HairClinic BioMedical Group da tempo si occupa di lotta alla Calvizie con tecnologie innovative. Eseguiamo Trapianti di Capelli con tecnica  atFUE da svariati anni ma è sin dal 2009 che ci avvaliamo dei benefici di un avanzato Protocollo Multidisciplinare di Medicina Rigenerativa, rappresenta quanto di più avanzato esista oggi sulla scena clinica.

E’ indicato in tutti i casi di Calvizie trattabili, da quelli avanzati ma ancora recuperabili dovre promuove le condizioni necessarie per creare vere basi di salute pre-chirurgia, consentendo di silenziare il deleterio effetto shock-loss post chirurgia.

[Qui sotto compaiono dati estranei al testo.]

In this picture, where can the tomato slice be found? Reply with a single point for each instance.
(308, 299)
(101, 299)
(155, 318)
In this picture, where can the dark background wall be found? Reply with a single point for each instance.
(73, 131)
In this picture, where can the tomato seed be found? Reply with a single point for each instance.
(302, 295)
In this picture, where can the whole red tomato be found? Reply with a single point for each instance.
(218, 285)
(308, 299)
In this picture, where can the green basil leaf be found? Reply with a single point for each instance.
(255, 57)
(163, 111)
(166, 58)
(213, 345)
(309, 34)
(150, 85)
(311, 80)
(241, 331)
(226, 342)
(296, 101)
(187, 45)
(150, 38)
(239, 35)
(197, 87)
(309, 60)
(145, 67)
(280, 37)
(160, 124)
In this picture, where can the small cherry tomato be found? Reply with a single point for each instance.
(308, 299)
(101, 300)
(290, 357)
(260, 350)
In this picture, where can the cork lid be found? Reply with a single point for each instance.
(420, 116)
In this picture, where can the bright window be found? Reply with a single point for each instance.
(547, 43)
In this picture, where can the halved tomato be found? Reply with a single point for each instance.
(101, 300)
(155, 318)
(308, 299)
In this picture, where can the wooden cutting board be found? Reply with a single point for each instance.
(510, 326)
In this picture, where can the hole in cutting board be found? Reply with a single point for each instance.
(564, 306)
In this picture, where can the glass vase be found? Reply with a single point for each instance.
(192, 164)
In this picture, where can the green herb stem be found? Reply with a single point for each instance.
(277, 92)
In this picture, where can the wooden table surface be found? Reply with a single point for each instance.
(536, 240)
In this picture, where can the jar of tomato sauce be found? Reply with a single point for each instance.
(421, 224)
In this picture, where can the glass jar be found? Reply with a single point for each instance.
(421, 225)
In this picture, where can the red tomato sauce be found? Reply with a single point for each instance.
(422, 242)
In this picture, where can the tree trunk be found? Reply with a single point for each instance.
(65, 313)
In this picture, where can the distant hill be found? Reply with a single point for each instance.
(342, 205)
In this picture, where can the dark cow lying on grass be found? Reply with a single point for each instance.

Ma dove il Protocollo bSBS espreme il suo massimo potenziale è nei casi di diradamento, localizzato, marcato, diffuso. Nell’alopecia con diradamento sparso. Nei casi di miniaturizzazione del follicolo e sofferenza follicolare come l’assottigliamento.

I benefici promossi sono essenziali al fine di favorire il miglior risultato estetico, tra i principali promuove l’inversione della miniaturizzazione e il conseguente aumento significativo della densità globale (risultato molto appagante), lavora sul contrasto dell’invecchiamento cellulare precoce ed è una condizione necessaria per ottenere la massima rigenerazione cellulare autologa.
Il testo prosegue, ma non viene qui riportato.